Canadiens de Montréal

«J'ai entendu parler de Montréal» - Vermette

Agence QMI / Jean-François Chaumont

Publié | Mis à jour

Antoine Vermette sait très bien qu’il vit sur du temps emprunté avec les Coyotes de l’Arizona. D’ici la date limite des transactions du 2 mars dans la Ligue nationale (LNH), le hockeyeur de 32 ans représentera l’un des joueurs les plus convoités.

À moins de deux heures du match contre le Canadien de Montréal au Centre Bell dimanche, Vermette dressait un portrait très réaliste de sa situation.

«Je ne suis pas naïf, a-t-il répondu à un petit groupe de journalistes. J’entends des commentaires et des rumeurs. Je sais que ça pourrait m’arriver. Ça fait longtemps que je joue dans la LNH et je sais reconnaître ce qui se trame. Il n’y a pas une grande analyse à faire. Don (Maloney) a dit carrément qu’il recherchait de jeunes espoirs. Je peux facilement lire entre les lignes.»

L’équation reste assez simple.

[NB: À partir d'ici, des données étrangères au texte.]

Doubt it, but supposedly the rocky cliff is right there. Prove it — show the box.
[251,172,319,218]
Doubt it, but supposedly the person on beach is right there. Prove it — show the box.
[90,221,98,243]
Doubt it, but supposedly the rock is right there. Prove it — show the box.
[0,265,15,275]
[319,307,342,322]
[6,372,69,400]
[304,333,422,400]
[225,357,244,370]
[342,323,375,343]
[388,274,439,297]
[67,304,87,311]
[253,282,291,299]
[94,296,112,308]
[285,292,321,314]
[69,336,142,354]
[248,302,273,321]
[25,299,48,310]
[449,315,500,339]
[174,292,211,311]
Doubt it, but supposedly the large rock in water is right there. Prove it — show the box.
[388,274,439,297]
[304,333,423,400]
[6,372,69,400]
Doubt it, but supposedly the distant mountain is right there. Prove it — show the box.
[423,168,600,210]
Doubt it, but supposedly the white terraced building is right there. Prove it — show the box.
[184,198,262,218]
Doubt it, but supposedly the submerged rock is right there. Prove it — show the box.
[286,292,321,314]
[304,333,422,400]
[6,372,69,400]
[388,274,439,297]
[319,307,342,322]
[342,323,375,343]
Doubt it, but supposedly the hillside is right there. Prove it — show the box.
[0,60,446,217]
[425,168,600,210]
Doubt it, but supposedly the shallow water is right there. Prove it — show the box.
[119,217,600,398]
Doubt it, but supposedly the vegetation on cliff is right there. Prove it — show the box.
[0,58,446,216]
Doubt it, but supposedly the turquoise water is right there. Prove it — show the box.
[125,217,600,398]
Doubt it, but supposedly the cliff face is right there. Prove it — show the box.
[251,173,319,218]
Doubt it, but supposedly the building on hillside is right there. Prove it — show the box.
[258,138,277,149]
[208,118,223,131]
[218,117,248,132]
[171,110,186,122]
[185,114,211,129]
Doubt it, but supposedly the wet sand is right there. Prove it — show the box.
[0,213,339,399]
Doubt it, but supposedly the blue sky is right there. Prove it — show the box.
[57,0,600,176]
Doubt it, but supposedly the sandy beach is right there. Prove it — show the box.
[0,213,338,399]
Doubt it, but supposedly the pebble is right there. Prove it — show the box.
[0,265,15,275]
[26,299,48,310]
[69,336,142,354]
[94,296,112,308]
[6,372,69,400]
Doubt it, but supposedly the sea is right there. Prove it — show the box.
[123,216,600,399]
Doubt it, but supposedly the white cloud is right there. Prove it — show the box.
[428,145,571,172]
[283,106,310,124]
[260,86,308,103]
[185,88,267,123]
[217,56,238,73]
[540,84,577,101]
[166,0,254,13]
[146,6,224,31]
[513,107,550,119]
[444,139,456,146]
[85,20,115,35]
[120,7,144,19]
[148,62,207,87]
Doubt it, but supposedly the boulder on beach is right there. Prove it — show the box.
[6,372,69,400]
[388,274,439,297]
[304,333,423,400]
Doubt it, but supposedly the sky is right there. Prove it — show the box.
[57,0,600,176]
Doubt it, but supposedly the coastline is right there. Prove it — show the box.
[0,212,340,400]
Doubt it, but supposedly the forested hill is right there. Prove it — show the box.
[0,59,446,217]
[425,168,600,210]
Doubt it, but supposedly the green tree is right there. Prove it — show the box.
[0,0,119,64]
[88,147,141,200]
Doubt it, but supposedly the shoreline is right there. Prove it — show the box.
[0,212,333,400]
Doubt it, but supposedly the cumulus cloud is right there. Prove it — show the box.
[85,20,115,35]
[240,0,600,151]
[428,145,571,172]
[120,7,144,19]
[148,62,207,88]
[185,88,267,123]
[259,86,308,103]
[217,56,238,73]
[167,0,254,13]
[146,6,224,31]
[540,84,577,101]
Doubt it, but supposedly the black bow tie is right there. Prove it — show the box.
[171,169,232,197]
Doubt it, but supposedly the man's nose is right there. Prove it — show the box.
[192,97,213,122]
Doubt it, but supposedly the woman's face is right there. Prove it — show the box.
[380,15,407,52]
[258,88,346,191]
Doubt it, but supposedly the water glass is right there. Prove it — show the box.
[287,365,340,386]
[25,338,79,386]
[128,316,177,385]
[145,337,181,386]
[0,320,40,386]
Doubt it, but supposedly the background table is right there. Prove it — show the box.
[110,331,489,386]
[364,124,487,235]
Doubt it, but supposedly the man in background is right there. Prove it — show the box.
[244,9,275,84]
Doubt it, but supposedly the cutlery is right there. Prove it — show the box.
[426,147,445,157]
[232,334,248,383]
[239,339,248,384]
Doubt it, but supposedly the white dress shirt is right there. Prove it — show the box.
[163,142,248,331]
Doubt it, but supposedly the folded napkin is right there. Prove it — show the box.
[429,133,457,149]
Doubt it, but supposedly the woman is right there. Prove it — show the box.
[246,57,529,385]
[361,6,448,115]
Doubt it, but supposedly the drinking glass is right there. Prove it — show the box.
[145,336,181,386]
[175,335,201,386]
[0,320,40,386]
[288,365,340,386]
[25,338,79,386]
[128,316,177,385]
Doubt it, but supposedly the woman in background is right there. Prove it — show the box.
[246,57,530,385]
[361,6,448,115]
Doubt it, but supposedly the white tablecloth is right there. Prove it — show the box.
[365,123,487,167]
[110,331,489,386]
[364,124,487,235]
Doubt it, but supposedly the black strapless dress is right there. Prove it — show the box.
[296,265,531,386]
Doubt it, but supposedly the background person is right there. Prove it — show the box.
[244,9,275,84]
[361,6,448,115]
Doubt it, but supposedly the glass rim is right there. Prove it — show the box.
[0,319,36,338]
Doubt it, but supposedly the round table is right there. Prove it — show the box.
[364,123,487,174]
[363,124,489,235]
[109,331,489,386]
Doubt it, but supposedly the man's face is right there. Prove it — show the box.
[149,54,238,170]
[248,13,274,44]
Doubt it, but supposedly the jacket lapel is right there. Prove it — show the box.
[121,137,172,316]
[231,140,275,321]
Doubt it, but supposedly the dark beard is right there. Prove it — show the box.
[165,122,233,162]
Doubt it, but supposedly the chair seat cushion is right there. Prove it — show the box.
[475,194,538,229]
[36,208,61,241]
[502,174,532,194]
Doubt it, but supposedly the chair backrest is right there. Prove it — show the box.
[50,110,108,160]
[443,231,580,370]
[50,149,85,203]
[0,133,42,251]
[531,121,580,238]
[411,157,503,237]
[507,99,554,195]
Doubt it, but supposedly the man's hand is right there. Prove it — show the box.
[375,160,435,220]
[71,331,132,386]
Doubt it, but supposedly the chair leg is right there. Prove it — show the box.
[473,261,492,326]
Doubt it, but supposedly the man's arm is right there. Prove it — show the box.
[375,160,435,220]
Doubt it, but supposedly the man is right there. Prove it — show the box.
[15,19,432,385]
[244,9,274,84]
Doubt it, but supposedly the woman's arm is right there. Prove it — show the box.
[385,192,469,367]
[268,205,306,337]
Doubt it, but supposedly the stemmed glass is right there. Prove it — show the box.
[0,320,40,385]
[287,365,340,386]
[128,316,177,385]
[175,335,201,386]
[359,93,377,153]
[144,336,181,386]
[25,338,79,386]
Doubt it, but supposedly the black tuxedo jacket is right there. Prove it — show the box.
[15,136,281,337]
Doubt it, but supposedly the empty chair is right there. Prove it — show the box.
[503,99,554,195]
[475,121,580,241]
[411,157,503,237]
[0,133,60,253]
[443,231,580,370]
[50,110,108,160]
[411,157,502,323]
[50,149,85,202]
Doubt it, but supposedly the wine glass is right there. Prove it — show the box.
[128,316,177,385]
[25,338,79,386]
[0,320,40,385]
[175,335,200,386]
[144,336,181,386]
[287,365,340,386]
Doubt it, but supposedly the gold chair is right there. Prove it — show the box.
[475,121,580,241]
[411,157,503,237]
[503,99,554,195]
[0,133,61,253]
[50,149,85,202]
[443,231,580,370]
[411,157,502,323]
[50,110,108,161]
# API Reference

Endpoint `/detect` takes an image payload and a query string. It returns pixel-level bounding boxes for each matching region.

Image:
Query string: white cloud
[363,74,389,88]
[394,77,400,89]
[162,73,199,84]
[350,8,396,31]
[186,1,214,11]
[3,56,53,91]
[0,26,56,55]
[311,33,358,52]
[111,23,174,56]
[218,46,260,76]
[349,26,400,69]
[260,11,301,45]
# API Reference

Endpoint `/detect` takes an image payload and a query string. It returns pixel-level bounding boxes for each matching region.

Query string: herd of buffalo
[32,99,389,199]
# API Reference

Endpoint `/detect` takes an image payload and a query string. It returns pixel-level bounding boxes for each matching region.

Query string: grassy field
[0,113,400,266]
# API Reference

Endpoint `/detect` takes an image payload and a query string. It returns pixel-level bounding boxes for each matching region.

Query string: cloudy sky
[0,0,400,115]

Une équipe en déroute et un joueur sans contrat forment le parfait assemblage pour une transaction.

Vermette écoule actuellement la dernière année de son contrat avec l’équipe de l’Arizona à un salaire de 3,75 millions $. Il aura l’occasion de devenir joueur autonome sans compensation le 1er juillet prochain. Plongés dans un mode reconstruction, les Coyotes voudront regarnir leur coffre fort de jeunes espoirs.

Maloney exigera un fort prix pour son centre. Selon les bruits qui circulent, le directeur général des Coyotes souhaiterait obtenir un choix de premier ou de deuxième tour ainsi qu’un espoir de première qualité.

Montréal dans la course?

Questionné sur ses chances d’aboutir avec le Canadien, Vermette n’a pas cherché à contourner le sujet.

«Oui, j’ai aussi entendu parler de Montréal, a-t-il affirmé. Les nouvelles circulent rapidement. C’est une bonne chose, il semble y avoir beaucoup d’intérêt à mon égard. Je prends ça positivement.»

Le joueur originaire de Saint-Agapit, une ville située à une trentaine de kilomètres de Québec, a entendu les mêmes cancans par rapport aux Sénateurs d’Ottawa, sa première équipe dans la LNH.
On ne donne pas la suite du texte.